During the last decade, many faculty have experimented with technology in their courses. During the next decade, many faculty will make commitments to change curricula, delivery style and outcome expectations for courses they teach. Faculty will need institutional support for these retooling efforts. We'll need to direct resources into creative ways of restructuring instructor time, encouraging collaborative efforts, and providing implementation support.
The technology mainstream is continually shifting. We need to continue to probe new technologies--to discover what doesn't work as well as what does.
Fund those who wish to learn more about specific technologies and their applications to teaching and learning, as well as those who wish to develop technology-based materials for their courses.
The Ocotillo groups offer a superlative medium for generating and growing ideas related to improving learning through technology. Ocotillo remains the forum for investigating district-wide issues relating to technology and instruction. An enormous number of different employees have been involved in Ocotillo and efforts should be made to increase this number.
What additional benefits have occurred? Any negative side-effects? We need to learn more about both, as we use technology more. Through FIPSE, a project called Flashlight is planning to address this issue.
Every aspect of MCCCD will continue to experience change. We'll communicate much better with each other regarding those changes if we share a common vocabulary about the process of change. An Ocotillo group is currently working to accomplish this.

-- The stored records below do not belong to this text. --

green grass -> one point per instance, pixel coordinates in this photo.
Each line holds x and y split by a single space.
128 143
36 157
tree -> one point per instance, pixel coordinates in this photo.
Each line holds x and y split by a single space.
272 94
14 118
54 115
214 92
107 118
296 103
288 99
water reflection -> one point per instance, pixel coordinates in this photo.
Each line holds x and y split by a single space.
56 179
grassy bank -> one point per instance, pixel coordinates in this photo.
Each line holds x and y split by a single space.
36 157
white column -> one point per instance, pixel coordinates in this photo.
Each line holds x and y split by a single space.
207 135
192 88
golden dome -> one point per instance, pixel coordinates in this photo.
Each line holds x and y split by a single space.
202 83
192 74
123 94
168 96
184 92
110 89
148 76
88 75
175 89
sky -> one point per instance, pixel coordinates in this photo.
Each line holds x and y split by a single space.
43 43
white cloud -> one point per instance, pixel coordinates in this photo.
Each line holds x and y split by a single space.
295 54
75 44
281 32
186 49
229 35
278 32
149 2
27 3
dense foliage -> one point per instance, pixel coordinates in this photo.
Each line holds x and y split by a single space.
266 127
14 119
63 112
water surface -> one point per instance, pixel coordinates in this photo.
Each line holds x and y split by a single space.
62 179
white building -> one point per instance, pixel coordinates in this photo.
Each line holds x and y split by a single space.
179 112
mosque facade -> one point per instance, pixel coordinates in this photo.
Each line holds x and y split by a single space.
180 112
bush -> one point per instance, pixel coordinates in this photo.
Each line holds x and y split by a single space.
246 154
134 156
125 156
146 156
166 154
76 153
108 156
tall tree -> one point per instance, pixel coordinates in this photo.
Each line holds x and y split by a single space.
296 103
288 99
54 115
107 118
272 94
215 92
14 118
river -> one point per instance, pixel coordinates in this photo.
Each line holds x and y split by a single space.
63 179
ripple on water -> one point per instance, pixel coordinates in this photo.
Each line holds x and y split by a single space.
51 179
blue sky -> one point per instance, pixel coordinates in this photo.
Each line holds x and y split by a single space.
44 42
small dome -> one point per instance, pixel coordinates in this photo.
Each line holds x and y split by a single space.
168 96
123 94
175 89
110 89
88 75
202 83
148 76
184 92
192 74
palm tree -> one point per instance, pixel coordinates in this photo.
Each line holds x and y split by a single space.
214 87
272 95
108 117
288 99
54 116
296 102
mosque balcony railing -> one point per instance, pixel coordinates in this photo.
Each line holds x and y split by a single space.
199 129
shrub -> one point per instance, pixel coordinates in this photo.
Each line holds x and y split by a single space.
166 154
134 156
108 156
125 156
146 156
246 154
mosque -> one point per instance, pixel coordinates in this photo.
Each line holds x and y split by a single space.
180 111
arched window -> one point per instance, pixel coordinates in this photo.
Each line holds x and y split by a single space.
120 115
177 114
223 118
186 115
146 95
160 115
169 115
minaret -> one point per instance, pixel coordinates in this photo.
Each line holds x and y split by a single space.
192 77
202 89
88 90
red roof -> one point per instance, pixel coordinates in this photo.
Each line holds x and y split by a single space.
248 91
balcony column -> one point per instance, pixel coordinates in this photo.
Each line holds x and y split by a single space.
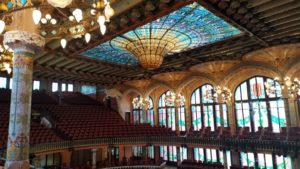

Course fees and user fees for technology, as well as external funding sources, should simply supplement a base allocation for technology. Technology resources need to be renewed continually.
The way we are currently organized both encourages and discourages efforts to respond responsibly and creatively to change. We can't afford an organizational structure that gets in our way. So we need to change those structures and systems that impede rather than propel the flow.